Virtual Reality & Intelligent Hardware (Apr 2023)
MSSTNet: Multi-scale facial videos pulse extraction network based on separable spatiotemporal convolution and dimension separable attention
Abstract
Background: Using remote photoplethysmography (rPPG) to estimate blood volume pulse in a non-contact way is an active research topic in recent years. Existing methods are mainly based on the single-scale region of interest (ROI). However, some noise signals that are not easily separated in single-scale space can be easily separated in multi-scale space. In addition, existing spatiotemporal networks mainly focus on local spatiotemporal information and lack emphasis on temporal information which is crucial in pulse extraction problems, resulting in insufficient spatiotemporal feature modeling.

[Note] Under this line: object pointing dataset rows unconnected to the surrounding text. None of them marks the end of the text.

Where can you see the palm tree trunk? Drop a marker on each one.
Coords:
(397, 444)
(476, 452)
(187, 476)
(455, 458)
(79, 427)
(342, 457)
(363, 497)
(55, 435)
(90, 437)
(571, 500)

Methods: This paper proposes a multi-scale facial video pulse extraction network based on separable spatiotemporal convolution and dimension separable attention. First, in order to solve the problem of single-scale ROI, we construct a multi-scale feature space for initial signal separation. Secondly, separable spatiotemporal convolution and dimension separable attention are designed for efficient spatiotemporal correlation modeling, which increases the information interaction between long-span time and space dimensions and puts more emphasis on temporal features. Results: The signal-to-noise ratio (SNR) of the proposed network reaches 9.58 dB on the PURE dataset and 6.77 dB on the UBFC-rPPG dataset, which outperforms state-of-the-art algorithms. Conclusions: Results show that fusing multi-scale signals generally obtains better results than methods based on the only single-scale signal. The proposed separable spatiotemporal convolution and dimension separable attention mechanism contributes to more accurate pulse signal extraction.